The solution for the namespace unloading issue is to have a way to limit the outstanding CompletableFutures that are in progress and use that as a way to "backpressure" the sending of new requests. The current solution of sending out all requests and then waiting for the results is a problematic solution since it doesn't use any sort of feedback from the system to adjust the speed. In other words, there's currently no proper backpressure solution for async Pulsar Admin calls within Pulsar broker.

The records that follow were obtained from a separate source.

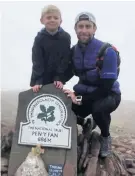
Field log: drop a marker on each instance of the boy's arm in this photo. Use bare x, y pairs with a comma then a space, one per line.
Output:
65, 61
37, 64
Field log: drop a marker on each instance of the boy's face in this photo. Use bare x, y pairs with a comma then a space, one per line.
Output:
85, 30
51, 21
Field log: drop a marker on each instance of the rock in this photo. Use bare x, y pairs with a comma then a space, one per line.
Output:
131, 170
129, 152
129, 163
4, 166
121, 149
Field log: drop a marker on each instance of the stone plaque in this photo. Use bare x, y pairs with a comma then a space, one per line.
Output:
46, 115
55, 170
45, 118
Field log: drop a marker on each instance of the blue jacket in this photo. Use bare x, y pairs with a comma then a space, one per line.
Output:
90, 79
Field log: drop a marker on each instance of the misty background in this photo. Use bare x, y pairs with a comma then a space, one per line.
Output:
20, 22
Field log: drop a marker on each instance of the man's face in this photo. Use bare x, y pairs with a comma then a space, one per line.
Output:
85, 30
51, 21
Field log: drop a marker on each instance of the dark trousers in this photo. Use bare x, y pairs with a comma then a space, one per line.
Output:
100, 110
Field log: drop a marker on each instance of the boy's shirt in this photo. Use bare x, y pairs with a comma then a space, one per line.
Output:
50, 57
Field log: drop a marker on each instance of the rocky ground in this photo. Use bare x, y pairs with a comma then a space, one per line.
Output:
123, 142
123, 145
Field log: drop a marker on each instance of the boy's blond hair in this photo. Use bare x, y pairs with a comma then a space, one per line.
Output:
50, 9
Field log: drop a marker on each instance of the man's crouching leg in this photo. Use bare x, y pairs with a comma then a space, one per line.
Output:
102, 117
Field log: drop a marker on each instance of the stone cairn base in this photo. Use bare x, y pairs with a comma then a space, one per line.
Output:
89, 162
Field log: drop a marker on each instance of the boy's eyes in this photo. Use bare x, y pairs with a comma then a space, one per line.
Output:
85, 26
54, 17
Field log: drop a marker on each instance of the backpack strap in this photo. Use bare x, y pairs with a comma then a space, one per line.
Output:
102, 52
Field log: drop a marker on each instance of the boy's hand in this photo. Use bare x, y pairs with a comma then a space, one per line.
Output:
36, 88
72, 96
58, 84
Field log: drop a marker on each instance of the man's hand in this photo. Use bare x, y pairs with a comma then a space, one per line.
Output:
72, 96
36, 88
58, 84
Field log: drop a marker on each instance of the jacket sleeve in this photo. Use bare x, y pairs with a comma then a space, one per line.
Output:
65, 60
108, 76
37, 63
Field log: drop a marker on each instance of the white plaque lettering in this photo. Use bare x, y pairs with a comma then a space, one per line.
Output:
46, 116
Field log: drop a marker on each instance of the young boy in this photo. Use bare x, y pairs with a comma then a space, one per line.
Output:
51, 51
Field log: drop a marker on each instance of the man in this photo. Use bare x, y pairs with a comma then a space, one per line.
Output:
97, 91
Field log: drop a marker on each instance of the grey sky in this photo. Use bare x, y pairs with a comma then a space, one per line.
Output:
20, 23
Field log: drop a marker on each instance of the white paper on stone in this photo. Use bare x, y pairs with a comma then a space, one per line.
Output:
49, 129
32, 166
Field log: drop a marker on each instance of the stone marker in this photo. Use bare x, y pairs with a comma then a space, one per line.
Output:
45, 118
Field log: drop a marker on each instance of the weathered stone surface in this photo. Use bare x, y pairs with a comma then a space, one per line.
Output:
68, 157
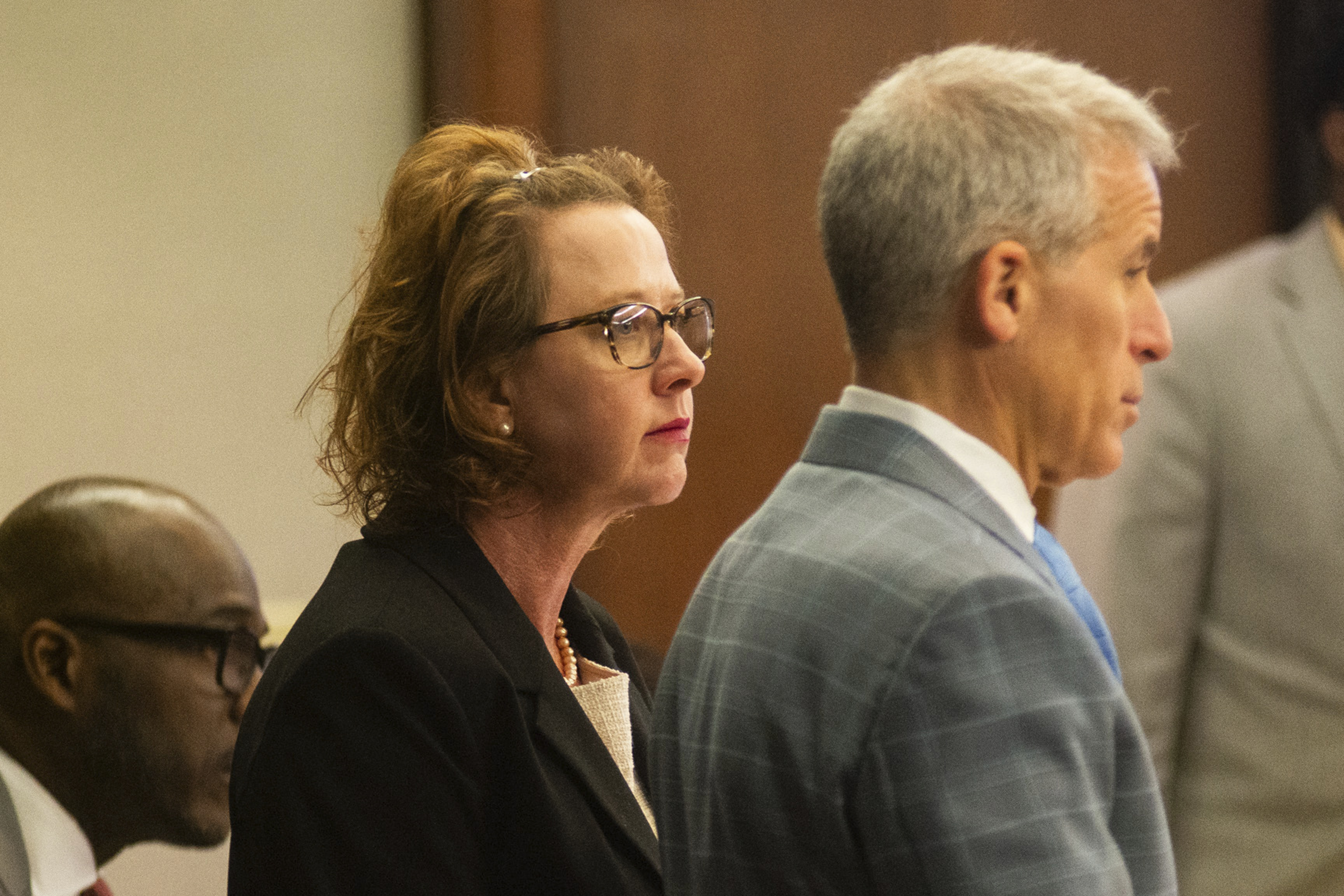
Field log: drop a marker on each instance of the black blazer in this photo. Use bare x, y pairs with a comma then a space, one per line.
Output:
415, 737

I'll experiment with some ways to add backpressure to cases where a large amount of async calls are triggered and then results are waited.

[lhotari]

Another location without proper backpressure is namespace deletion:

pulsar/pulsar-broker/src/main/java/org/apache/pulsar/broker/admin/impl/NamespacesBase.java

Lines 282 to 293 in d7d5452

	return markDeleteFuture.thenCompose(__ ->
	internalDeleteTopicsAsync(allUserCreatedTopics))
	.thenCompose(ignore ->
	internalDeletePartitionedTopicsAsync(allUserCreatedPartitionTopics))
	.thenCompose(ignore ->
	internalDeleteTopicsAsync(allSystemTopics))
	.thenCompose(ignore ->
	internalDeletePartitionedTopicsAsync(allPartitionedSystemTopics))
	.thenCompose(ignore ->
	internalDeleteTopicsAsync(topicPolicy))
	.thenCompose(ignore ->
	internalDeletePartitionedTopicsAsync(partitionedTopicPolicy));

[lhotari]

example of creating partitions:

pulsar/pulsar-broker/src/main/java/org/apache/pulsar/broker/admin/AdminResource.java

Lines 162 to 171 in 50121e7

	protected CompletableFuture<Void> tryCreatePartitionsAsync(int numPartitions) {
	if (!topicName.isPersistent()) {
	return CompletableFuture.completedFuture(null);
	}
	List<CompletableFuture<Void>> futures = new ArrayList<>(numPartitions);
	for (int i = 0; i < numPartitions; i++) {
	futures.add(tryCreatePartitionAsync(i));
	}
	return FutureUtil.waitForAll(futures);
	}

This would need backpressure too. Let's say if you create a 100 partition topic, the broker might open 100 HTTP connections to create the topic partitions concurrently. This is problematic when the brokers are under heavy load.

[lhotari]

Looks like https://github.com/spotify/completable-futures/blob/master/src/main/java/com/spotify/futures/ConcurrencyReducer.java could be a useful solution to leverage.

[lhotari]

Noticed that there's a solution to run 1-by-1 using

pulsar/pulsar-common/src/main/java/org/apache/pulsar/common/util/FutureUtil.java

Lines 179 to 210 in ed59967

	@ThreadSafe
	public static class Sequencer<T> {
	private CompletableFuture<T> sequencerFuture = CompletableFuture.completedFuture(null);
	private final boolean allowExceptionBreakChain;
	public Sequencer(boolean allowExceptionBreakChain) {
	this.allowExceptionBreakChain = allowExceptionBreakChain;
	}
	public static <T> Sequencer<T> create(boolean allowExceptionBreakChain) {
	return new Sequencer<>(allowExceptionBreakChain);
	}
	public static <T> Sequencer<T> create() {
	return new Sequencer<>(false);
	}
	/**
	* @throws NullPointerException NPE when param is null
	*/
	public synchronized CompletableFuture<T> sequential(Supplier<CompletableFuture<T>> newTask) {
	Objects.requireNonNull(newTask);
	if (sequencerFuture.isDone()) {
	if (sequencerFuture.isCompletedExceptionally() && allowExceptionBreakChain) {
	return sequencerFuture;
	}
	return sequencerFuture = newTask.get();
	}
	return sequencerFuture = allowExceptionBreakChain
	? sequencerFuture.thenCompose(__ -> newTask.get())
	: sequencerFuture.exceptionally(ex -> null).thenCompose(__ -> newTask.get());
	}
	}

. However, I think that ConcurrencyReducer would be a better solution for most use cases.

[lhotari]

Another challenge is to cancel work that is queued in the system, but not waited by any clients.
Newer Jersey clients have support for this. I noticed commit eclipse-ee4j/jersey@9602806 in Jersey.
When the system is overloaded, request processing might be very slow so that clients get timeouts and retry requests.
This will add more work to the system unless there's a solution that cancels the timed out tasks. That's why addressing this is also important part of the solution.